Jumping on the brand wagon
Branding is a hot topic in the marketing world and municipalities in the Greater Toronto Area are getting into the game, wrote the Toronto Star May 14. Formerly a preserve of the private sector, such marketing tactics have spread to institutions such as universities and hospitals as they try to attract students and money, says Alan Middleton, marketing professor in the Schulich School of Business at York University.
Two good reasons for GTA municipalities to do it are to get noticed by potential tourists or corporations wanting to set up shop there, Middleton said. “You’ve got every little municipality now trying to find what we in marketing call ‘a positioning’ that is motivating for people to move jobs there, for people to live there or for people to visit as tourists,” he said.

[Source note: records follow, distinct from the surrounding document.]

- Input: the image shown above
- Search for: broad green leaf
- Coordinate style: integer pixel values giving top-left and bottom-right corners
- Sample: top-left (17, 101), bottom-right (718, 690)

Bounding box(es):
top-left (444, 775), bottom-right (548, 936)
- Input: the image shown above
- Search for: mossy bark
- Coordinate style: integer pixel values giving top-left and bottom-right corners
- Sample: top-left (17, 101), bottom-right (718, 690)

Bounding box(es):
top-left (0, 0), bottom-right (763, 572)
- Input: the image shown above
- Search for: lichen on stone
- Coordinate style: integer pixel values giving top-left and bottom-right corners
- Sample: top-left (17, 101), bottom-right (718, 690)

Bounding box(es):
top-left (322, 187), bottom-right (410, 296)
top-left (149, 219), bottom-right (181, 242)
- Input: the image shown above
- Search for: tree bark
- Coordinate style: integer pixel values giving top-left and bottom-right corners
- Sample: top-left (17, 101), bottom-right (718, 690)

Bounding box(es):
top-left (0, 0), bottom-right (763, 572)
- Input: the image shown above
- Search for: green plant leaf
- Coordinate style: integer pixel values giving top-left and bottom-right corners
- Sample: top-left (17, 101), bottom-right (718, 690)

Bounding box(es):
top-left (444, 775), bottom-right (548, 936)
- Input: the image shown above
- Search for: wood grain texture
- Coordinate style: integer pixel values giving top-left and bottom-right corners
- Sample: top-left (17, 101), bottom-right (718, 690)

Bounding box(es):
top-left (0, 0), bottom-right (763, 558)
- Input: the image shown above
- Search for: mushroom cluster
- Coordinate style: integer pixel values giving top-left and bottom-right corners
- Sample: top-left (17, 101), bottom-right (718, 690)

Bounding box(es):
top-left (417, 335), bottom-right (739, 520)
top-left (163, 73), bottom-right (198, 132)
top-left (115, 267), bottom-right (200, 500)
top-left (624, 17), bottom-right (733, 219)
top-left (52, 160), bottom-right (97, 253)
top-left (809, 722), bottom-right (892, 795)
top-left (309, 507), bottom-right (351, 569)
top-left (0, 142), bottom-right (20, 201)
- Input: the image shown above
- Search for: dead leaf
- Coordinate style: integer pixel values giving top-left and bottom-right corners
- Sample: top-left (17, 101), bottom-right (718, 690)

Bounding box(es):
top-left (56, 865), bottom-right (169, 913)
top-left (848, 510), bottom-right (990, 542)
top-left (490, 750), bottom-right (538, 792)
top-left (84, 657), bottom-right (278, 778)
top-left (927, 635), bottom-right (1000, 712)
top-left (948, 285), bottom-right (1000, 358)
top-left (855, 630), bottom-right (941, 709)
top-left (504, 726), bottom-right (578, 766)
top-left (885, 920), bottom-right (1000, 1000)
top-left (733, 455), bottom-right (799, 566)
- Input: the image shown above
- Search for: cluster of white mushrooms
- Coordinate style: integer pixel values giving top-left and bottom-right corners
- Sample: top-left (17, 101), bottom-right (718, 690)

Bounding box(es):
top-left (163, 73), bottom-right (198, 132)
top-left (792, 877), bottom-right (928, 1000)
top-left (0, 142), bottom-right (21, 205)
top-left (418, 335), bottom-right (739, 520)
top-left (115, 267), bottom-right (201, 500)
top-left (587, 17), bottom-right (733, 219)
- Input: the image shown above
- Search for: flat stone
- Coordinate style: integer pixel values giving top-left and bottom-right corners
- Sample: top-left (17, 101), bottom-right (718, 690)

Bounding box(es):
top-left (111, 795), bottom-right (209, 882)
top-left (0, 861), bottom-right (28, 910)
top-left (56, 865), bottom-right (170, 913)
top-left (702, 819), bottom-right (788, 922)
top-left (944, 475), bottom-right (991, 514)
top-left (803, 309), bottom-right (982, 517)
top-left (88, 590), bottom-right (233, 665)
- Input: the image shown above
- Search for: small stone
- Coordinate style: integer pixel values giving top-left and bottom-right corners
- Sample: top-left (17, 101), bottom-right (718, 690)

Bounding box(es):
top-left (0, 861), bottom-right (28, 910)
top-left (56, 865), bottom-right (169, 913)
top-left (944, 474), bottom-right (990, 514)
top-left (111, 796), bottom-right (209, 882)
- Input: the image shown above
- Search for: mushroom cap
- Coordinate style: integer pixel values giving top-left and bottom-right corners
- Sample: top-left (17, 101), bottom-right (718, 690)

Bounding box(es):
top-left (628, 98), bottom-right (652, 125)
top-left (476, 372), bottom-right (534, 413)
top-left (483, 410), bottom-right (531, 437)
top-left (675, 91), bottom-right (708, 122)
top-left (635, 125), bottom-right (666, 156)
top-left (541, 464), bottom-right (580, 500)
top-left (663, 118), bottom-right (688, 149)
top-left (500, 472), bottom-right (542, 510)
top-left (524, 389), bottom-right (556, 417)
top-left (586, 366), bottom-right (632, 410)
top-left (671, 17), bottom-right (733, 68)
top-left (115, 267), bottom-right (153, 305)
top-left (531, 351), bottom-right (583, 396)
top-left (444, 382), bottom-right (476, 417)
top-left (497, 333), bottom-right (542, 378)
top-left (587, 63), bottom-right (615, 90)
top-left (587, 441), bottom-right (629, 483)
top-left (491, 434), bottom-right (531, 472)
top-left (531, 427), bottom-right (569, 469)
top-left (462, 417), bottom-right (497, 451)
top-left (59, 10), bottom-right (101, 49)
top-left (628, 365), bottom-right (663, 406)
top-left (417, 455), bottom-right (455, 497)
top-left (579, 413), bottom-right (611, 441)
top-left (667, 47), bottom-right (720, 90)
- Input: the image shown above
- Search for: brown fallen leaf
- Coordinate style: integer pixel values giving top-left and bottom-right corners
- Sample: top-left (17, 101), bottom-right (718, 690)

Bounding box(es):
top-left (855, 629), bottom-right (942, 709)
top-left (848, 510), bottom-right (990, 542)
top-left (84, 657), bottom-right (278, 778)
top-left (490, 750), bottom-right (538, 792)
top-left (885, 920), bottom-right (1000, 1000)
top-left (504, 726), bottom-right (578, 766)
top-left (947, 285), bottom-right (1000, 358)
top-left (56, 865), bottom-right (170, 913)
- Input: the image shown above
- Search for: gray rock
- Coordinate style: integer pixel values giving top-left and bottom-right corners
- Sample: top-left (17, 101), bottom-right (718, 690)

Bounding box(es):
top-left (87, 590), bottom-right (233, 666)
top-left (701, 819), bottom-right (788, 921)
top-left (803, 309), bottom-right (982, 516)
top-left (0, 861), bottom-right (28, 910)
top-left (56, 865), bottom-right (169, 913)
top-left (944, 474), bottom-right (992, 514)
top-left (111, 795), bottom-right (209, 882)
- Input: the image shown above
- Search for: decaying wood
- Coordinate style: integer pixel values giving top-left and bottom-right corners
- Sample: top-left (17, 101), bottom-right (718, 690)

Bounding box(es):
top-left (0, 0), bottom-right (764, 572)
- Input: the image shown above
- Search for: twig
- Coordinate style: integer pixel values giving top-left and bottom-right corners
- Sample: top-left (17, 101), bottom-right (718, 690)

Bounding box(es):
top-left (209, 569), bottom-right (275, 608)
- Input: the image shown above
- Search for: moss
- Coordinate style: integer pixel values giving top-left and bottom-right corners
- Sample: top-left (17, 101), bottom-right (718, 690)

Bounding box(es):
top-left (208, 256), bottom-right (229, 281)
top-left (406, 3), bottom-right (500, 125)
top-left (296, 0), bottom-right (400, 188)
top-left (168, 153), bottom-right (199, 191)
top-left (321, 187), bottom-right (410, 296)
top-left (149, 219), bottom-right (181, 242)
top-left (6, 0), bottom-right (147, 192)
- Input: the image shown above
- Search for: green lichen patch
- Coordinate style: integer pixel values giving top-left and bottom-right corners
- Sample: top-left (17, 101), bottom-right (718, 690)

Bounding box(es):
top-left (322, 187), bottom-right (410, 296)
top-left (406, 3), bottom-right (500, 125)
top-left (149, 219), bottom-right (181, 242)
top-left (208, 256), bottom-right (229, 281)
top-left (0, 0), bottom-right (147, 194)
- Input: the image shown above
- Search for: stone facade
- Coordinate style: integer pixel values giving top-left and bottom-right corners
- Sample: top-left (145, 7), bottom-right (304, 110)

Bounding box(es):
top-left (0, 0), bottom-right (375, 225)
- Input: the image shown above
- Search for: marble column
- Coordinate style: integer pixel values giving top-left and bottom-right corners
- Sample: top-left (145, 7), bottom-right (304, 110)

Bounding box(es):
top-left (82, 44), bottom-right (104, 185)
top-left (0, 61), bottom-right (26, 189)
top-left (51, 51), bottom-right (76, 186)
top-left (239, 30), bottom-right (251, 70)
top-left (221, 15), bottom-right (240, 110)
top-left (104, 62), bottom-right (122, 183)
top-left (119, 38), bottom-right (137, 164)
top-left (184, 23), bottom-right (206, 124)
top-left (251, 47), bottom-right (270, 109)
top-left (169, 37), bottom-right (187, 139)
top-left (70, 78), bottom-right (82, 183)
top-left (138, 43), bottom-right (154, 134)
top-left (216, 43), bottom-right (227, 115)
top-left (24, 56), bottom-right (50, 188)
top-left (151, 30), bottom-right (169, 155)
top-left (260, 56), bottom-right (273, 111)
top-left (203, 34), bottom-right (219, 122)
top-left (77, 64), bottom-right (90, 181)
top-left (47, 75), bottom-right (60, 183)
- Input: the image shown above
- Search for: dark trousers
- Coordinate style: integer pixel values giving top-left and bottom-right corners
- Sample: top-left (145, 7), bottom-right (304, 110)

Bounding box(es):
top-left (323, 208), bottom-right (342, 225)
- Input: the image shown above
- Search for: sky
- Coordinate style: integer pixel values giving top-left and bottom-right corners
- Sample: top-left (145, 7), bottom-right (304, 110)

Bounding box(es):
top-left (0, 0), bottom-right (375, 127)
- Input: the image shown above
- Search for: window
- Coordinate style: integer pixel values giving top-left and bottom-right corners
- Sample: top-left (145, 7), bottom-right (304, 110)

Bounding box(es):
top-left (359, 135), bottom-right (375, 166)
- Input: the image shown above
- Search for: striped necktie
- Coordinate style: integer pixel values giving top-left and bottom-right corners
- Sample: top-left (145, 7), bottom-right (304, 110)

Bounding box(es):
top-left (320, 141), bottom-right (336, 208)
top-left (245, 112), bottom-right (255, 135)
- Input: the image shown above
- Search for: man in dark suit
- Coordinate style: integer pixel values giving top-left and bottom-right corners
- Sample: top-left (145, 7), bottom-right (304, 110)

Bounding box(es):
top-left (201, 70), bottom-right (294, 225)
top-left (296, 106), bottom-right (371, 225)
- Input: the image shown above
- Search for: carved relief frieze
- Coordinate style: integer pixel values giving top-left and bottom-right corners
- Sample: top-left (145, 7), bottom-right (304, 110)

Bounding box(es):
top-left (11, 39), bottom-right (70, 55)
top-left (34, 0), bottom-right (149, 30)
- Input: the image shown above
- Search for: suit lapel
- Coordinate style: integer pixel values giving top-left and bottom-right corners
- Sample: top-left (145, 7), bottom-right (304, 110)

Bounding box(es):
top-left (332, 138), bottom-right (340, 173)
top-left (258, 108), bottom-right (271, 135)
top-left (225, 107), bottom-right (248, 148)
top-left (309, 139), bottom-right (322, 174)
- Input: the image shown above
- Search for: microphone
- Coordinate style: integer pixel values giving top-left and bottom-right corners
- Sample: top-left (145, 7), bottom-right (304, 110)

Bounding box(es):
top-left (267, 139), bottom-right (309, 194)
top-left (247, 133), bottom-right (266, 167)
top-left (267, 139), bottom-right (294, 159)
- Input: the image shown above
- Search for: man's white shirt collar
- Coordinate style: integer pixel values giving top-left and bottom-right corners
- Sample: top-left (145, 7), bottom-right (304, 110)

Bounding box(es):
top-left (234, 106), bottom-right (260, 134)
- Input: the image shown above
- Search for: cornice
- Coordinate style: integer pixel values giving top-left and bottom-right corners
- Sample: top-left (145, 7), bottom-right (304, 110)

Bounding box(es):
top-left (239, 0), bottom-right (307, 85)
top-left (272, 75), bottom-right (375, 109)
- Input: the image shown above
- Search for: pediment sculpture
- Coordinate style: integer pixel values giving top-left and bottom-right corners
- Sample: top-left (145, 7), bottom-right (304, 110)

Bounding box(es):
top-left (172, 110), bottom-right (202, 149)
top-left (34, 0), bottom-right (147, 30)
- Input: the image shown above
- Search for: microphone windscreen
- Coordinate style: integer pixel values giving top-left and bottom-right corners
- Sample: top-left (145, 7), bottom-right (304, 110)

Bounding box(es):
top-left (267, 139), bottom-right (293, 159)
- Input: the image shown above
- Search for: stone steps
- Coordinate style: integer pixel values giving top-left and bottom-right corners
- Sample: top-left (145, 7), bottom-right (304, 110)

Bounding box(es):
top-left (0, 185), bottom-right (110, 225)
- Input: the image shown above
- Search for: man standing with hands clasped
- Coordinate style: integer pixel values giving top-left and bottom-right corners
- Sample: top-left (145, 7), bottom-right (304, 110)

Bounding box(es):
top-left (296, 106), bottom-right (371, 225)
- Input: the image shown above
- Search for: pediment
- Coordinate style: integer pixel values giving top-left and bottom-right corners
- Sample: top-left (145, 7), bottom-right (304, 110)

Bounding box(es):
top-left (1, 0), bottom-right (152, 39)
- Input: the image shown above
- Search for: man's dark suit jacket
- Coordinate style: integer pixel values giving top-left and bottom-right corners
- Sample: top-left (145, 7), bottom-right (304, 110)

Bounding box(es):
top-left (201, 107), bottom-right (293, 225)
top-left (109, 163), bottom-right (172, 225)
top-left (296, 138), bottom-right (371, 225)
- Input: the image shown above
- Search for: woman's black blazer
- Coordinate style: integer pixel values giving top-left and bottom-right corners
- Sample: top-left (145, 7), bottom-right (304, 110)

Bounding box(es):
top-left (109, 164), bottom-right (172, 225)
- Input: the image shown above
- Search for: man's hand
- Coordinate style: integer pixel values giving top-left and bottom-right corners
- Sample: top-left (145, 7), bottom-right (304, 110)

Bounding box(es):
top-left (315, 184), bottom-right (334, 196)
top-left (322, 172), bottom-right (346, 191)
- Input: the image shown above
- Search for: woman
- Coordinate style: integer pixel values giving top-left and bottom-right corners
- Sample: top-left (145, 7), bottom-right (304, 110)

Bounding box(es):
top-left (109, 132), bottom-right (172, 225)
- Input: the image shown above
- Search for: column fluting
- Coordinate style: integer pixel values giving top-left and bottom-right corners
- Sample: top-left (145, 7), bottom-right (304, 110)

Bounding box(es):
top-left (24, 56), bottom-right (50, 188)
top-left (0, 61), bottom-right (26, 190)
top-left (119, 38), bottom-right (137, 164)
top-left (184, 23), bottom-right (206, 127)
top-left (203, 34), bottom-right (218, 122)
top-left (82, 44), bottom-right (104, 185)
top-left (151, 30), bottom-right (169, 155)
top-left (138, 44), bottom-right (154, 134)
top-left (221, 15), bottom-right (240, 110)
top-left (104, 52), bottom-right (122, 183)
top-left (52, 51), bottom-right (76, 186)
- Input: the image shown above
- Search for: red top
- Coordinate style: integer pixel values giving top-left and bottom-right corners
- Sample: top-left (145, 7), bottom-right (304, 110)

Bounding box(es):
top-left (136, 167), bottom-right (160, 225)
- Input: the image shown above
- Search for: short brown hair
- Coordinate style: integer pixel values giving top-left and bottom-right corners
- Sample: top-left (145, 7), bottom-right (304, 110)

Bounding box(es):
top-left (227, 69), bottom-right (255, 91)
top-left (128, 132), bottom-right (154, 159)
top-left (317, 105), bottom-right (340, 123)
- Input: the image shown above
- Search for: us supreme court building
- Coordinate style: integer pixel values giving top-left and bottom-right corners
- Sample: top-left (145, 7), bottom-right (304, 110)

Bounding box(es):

It’s a good idea, said Middleton, who added municipalities can get into trouble by being long-winded and lacking focus. “The essence of positioning is that it must be clear and single-minded; you don’t do a laundry list of things. Good marketing is as much about what you leave out as what you leave in, and unfortunately these guys haven’t got it.”
If everybody is doing it, and not particularly well, municipalities risk cheapening their message, he warned. “What you have is a feeding frenzy where somebody starts doing it, somebody else says that’s a good idea, and then everybody starts doing it. Of course, just the weight of everybody doing this stuff, it becomes rather a joke,” Middleton said. “It doesn’t seem serious and loses the whole point.”
Colleges work with York to train nurses
“We have the collaborative baccalaureate four-year nursing degree, partnered with York University’s [Faculty of Health],” said Cherylyn Cameron, associate vice-president of the University Partnership Centre at Georgian College, wrote the Barrie Examiner May 14, in a story about changes in the field of nursing written during Nursing Week. “We get more applicants to that program each year than we have spots for, and we actually have to turn people down.”
- David Wiesenthal, psychology professor in York’s Faculty of Health, spoke about road rage on Kitchener’s CKCO-TV May 13.